Everyone revealed that they had switched over to readymade ingredients.

Change is the only constant, so I realised all over again, when I had to scout for a flour mill. The one near my home had shut down. In fact, I was not even aware of its closure though it was only half a kilometre away because I court its assistance once in two months to stock our kitchen with unadulterated flour and spices.

I assumed that the services had closed down temporarily till I was informed otherwise. Then the wild goose chase of finding an alternate began with a number of phone calls to friends and acquaintances in the nearby localities. Almost everyone pleaded innocence and revealed that they had switched over to readymade ingredients almost two decades ago! Finally, an old school home maker told me about an old hand in her locale who threw open his inherited mill to the public for two specific hours each day in the mornings and evenings.

I took the grist to the mill in an auto rickshaw and duly got them ground at an exorbitant price. Even as I paid up with a raised eyebrow, the miller passed the buck to the twin monsters — mushrooming mall culture and inflation which have devoured the policy of live and let live.

Task accomplished, I mulled over the elaborate exhausting exercise and wondered if it was time for me to join the tribe which shopped for processed ingredients off the shelves and compromise on quality. The incident set me thinking. I recollected instances from history and literature which celebrated the coming of simple machines like flour mills, threshers, husking equipments, pulleys, sewing machines et al. They relieved people from putting their nose to the grinding stone literally and figuratively. Life became easier and pleasurable with subsequent innovations. Electronic communication and supersonic transport has made globalisation a reality.

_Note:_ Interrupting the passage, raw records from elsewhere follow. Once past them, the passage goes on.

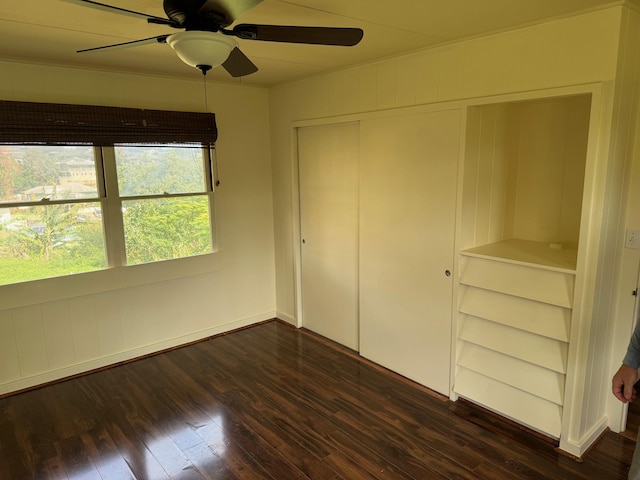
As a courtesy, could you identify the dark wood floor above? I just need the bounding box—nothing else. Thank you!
[0,321,634,480]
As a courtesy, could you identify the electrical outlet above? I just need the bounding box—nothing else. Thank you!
[624,229,640,248]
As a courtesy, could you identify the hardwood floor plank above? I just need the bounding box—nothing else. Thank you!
[0,321,634,480]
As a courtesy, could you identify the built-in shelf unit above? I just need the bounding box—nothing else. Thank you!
[453,95,591,438]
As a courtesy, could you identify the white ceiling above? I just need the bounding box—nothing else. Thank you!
[0,0,640,86]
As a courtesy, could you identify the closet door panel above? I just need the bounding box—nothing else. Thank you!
[360,110,460,395]
[298,123,359,350]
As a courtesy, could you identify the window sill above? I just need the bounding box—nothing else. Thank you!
[0,251,225,311]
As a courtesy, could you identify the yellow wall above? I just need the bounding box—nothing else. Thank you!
[270,7,638,454]
[0,62,275,394]
[270,8,621,319]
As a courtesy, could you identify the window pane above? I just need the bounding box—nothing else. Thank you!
[115,145,206,197]
[0,145,98,203]
[122,195,212,265]
[0,202,107,284]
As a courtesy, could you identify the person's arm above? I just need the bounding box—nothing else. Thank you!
[611,322,640,403]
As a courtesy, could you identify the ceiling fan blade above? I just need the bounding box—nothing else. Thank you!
[62,0,177,27]
[222,47,258,78]
[230,23,364,47]
[199,0,263,27]
[77,35,169,53]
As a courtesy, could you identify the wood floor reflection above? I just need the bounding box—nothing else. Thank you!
[0,321,634,480]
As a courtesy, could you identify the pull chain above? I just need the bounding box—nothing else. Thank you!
[202,72,209,112]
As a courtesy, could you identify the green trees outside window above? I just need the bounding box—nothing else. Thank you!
[0,145,213,285]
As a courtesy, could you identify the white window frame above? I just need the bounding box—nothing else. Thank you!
[0,144,218,288]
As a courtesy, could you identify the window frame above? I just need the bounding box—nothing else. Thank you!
[100,145,217,268]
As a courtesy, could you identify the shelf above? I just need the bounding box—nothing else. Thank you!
[460,239,578,273]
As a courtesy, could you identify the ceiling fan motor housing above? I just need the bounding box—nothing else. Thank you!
[167,30,236,69]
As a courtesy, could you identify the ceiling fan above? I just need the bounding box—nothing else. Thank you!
[63,0,364,77]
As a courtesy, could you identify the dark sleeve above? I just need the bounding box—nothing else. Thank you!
[622,322,640,368]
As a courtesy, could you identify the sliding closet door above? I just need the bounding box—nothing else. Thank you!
[298,123,359,350]
[360,110,460,395]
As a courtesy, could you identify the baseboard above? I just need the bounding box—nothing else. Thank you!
[0,312,276,396]
[276,312,300,327]
[558,417,609,458]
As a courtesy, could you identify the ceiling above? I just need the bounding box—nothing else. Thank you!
[0,0,639,86]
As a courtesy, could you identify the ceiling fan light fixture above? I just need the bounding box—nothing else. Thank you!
[167,30,236,69]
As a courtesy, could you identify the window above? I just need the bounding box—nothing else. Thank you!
[0,102,215,285]
[115,146,212,265]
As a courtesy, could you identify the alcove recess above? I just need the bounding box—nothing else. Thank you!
[454,95,591,438]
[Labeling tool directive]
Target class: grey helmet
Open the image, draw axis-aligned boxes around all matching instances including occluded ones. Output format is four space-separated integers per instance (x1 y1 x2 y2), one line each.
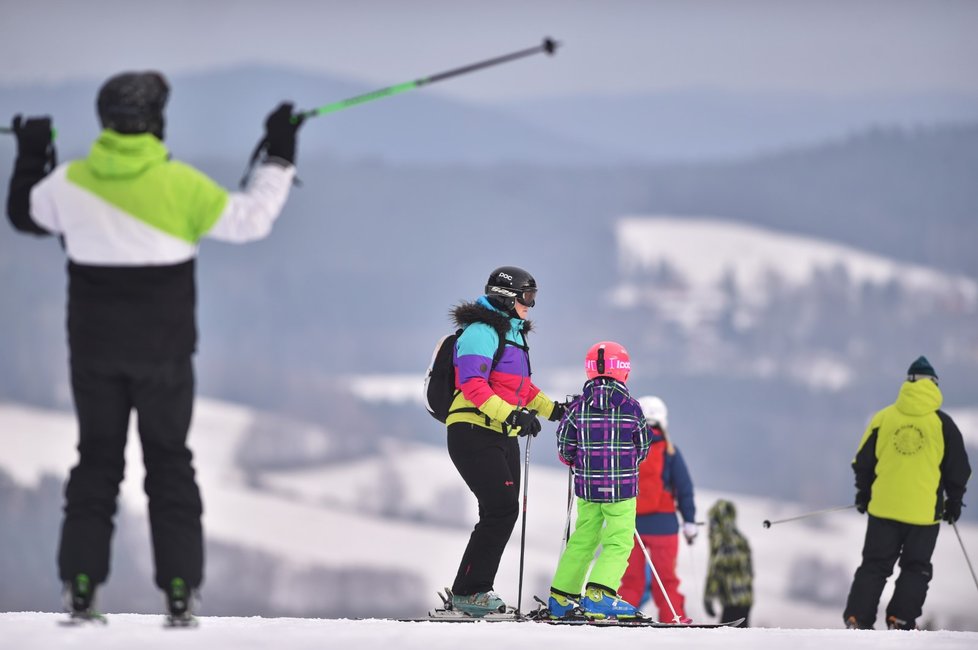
486 266 537 312
96 71 170 140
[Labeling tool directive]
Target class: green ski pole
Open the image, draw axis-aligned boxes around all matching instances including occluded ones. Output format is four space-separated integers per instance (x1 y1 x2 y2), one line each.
241 37 560 187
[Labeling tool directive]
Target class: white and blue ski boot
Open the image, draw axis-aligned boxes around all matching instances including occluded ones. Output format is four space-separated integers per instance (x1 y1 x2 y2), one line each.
452 591 506 618
581 585 639 619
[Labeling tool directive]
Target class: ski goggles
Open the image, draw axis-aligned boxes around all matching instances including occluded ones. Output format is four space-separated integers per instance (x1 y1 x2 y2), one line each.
516 289 537 307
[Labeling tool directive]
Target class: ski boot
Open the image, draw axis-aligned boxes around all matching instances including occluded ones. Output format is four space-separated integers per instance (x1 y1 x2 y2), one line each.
886 616 917 630
166 578 197 627
452 591 506 618
581 585 639 619
547 590 578 619
64 573 107 624
846 616 872 630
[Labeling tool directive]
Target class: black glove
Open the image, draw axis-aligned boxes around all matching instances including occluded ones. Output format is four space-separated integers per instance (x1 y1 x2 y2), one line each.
10 115 57 172
265 102 305 165
943 499 963 524
506 408 541 436
703 598 717 618
547 402 567 422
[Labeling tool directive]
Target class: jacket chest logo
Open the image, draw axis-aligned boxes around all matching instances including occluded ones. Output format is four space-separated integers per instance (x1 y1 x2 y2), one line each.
893 425 924 456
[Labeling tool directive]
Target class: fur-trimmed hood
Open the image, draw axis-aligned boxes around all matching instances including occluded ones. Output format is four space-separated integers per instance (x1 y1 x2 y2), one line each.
449 298 533 338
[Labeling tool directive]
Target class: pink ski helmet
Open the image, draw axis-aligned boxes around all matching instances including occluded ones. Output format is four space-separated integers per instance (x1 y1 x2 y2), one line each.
584 341 632 383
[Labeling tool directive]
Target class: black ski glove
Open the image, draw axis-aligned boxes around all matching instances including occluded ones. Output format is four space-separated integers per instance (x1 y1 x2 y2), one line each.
506 408 541 436
547 402 567 422
703 598 717 618
265 102 305 165
10 115 58 173
942 499 964 524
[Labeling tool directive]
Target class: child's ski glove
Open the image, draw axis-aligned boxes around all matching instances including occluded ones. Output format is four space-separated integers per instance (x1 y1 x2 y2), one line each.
547 402 567 422
506 408 541 436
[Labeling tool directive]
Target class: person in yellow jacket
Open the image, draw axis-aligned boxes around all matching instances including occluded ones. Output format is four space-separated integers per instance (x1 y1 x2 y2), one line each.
843 357 971 630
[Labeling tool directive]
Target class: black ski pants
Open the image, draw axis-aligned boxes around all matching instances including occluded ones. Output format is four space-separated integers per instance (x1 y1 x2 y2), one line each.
58 357 204 589
720 605 751 627
842 515 940 629
448 422 520 596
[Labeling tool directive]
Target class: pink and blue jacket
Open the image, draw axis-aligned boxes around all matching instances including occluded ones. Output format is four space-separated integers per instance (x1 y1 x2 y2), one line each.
445 296 553 435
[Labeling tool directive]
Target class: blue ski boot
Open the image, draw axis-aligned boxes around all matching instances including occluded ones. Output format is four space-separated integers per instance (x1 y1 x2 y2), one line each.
581 586 638 619
452 591 506 618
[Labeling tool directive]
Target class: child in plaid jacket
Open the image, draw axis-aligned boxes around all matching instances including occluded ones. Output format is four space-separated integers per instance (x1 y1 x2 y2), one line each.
549 341 649 618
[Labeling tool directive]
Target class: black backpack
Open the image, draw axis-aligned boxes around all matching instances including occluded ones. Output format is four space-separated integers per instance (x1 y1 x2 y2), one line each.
424 328 526 422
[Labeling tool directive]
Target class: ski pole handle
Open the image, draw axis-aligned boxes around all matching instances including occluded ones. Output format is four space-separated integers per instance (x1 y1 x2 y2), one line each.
764 503 856 528
0 126 58 140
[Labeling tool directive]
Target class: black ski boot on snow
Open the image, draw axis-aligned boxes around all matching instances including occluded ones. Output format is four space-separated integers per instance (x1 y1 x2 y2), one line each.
64 573 107 625
166 578 197 627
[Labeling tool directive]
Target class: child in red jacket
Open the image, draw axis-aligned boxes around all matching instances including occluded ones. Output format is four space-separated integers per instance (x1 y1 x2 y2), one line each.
619 396 698 623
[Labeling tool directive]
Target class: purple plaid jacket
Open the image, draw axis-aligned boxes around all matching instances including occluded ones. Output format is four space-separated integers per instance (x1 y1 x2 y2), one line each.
557 377 649 503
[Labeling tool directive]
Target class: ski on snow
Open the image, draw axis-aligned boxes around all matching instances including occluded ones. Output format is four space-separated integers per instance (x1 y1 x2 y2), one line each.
388 589 744 629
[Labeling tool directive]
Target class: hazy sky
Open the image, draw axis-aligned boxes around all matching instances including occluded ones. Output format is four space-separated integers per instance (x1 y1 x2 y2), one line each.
0 0 978 100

We have learned to overcome the difficulties in the daily grind of life, but in bargain we have earned several axes to grind. War, terrorism, materialism and discrimination of every sort have steadily crushed the healthy human spirit and have pulverised our values. We have lost touch with Mother Nature and even ourselves. An agonised Wordsworth summed up the deteriorating situation when he said, “The world is too much with us; late and soon,getting and spending, we lay waste our powers; Little we see in Nature that is ours; We have given our hearts away, a sordid boon!” It is time to ponder over, “How much is too much?” and draw a line before we bring quality life to a grinding halt on our planet!